Piratas: el garfio invisible del mercado

Piratas: el garfio invisible del mercado

El economista norteamericano Peter Leeson consideró que la economía de los piratas era comparable a la de otras actividades comerciales.


El economista norteamericano Peter Leeson consideró que la economía de los piratas era comparable a la de otras actividades comerciales. Incluso las consideró progresistas, en algunos aspectos. Las comparaciones.

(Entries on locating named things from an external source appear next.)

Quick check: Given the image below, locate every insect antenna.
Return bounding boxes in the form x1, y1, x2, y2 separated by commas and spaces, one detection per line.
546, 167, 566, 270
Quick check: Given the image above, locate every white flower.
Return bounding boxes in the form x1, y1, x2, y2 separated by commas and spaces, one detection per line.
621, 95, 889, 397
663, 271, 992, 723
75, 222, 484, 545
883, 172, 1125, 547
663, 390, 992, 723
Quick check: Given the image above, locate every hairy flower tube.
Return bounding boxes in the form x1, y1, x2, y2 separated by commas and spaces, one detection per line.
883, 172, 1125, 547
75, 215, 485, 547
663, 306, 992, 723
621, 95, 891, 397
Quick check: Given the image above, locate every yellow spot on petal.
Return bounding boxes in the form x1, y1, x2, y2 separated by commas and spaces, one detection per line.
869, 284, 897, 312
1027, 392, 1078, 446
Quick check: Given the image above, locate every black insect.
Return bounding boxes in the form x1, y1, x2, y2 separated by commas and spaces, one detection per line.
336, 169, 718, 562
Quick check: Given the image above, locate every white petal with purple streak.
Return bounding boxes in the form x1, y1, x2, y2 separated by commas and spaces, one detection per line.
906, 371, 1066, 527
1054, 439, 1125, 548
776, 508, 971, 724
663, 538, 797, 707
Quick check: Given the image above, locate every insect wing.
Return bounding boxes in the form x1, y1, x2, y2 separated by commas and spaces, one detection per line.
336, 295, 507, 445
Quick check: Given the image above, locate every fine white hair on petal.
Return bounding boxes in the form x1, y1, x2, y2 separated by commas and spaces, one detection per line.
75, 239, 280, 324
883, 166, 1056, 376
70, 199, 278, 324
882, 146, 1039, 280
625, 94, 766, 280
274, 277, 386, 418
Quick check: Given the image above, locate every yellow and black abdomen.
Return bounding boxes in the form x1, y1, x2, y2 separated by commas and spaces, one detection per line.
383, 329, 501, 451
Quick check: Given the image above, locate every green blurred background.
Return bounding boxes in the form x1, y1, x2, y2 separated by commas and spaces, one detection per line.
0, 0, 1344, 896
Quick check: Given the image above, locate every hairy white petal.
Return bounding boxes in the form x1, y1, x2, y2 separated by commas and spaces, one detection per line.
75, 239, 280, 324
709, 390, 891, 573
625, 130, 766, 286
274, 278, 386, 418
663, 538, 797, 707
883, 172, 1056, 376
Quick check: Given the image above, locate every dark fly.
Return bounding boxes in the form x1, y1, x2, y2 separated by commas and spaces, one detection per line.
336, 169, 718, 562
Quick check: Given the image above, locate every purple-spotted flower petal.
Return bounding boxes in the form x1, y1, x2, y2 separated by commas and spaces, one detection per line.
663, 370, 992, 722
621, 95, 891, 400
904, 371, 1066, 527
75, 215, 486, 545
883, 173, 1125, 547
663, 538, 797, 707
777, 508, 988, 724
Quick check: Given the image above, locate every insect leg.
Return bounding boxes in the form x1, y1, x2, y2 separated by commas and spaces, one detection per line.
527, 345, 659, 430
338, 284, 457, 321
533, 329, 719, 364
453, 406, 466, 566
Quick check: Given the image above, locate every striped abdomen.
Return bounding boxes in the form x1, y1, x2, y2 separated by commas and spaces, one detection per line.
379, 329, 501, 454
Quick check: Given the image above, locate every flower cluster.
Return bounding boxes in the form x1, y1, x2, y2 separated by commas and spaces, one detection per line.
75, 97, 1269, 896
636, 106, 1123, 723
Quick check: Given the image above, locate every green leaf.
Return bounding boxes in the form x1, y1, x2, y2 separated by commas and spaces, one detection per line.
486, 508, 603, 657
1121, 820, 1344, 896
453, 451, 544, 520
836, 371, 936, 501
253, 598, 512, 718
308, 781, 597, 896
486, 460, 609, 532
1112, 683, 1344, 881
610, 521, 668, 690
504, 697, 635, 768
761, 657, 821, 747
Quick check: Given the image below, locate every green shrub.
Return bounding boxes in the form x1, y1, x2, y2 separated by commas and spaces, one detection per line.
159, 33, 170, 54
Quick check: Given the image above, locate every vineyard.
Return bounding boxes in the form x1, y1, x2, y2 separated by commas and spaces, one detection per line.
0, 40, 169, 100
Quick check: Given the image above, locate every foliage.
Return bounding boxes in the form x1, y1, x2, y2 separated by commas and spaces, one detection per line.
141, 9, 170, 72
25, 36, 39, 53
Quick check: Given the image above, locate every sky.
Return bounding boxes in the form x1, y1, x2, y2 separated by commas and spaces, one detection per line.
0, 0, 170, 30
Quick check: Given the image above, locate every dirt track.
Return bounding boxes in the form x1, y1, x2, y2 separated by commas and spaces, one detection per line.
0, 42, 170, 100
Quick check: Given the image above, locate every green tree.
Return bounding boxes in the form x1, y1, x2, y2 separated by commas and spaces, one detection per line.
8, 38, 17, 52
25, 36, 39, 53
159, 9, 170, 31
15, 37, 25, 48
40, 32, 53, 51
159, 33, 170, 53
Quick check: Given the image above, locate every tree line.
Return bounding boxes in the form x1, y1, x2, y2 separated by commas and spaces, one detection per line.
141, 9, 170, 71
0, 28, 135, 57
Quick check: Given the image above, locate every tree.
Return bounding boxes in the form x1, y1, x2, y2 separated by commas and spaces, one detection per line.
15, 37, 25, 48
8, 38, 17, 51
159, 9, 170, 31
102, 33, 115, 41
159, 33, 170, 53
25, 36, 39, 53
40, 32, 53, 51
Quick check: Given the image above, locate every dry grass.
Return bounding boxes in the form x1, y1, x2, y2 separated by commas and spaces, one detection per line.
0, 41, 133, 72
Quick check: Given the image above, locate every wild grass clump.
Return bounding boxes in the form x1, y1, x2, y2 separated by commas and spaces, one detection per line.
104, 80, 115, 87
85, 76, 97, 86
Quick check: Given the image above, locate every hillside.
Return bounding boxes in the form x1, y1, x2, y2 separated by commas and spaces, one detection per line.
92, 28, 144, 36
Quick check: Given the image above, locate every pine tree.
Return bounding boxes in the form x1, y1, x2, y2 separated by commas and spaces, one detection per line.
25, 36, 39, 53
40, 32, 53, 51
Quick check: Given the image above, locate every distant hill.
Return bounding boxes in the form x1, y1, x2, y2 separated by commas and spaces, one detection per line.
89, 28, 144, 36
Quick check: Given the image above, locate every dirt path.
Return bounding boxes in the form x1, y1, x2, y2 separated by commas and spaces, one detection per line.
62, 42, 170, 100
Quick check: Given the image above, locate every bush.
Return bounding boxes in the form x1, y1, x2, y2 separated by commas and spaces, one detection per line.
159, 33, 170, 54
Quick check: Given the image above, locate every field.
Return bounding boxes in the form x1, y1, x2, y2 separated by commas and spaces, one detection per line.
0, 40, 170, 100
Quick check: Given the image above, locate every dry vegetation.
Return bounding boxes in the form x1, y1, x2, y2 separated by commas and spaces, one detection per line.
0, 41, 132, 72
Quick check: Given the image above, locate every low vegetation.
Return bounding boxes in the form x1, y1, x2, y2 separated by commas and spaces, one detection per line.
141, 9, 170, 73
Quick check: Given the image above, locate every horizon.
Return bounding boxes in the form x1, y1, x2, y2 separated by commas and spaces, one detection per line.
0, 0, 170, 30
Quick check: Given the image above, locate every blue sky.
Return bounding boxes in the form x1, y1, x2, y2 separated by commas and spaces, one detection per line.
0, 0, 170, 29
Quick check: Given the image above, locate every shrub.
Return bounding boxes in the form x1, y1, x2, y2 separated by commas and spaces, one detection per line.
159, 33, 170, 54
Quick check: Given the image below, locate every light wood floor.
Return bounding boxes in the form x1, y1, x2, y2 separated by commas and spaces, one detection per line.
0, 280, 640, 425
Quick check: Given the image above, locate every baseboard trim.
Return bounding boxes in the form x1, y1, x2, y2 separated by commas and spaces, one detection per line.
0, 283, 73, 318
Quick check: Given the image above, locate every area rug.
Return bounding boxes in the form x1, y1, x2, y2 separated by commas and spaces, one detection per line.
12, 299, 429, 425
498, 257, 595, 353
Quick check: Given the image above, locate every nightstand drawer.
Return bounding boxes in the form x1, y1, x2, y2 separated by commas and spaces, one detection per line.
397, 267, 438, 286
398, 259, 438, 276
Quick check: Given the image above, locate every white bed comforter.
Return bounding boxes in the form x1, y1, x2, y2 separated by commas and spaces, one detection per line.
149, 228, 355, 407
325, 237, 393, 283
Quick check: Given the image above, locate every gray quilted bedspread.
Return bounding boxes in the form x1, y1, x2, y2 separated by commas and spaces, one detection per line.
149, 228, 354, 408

E l economista de la George Mason University Peter Leeson escribió un interesante trabajo, titulado “El Garfio Invisible-La Economía Oculta de los Piratas”, en el que analizó los códigos comerciales de la piratería, a los que consideró tan destacables como los que rigen en cualquier otra actividad empresarial.

En lugar de “la mano invisible del mercado” de Adam Smith, Leeson ironizó sobre ella, convirtiéndola en “el garfio invisible”, trastocando algunos principios del capitalismo arraigados en el siglo pasado, que santificaron la actividad empresarial, a pesar de los devastadores costos sociales que acarrea a menudo.

El economista calificó a las sociedades de piratería como igualitarias, ordenadoras y productoras de “beneficios socialmente deseables”. Consideró además que eran organizaciones “ilustradas”, democráticas y abiertas a la diversidad, como cualquier modelo capitalista que se precie. Incluso traza en algún pasaje un paralelismo entre los mercaderes y los piratas.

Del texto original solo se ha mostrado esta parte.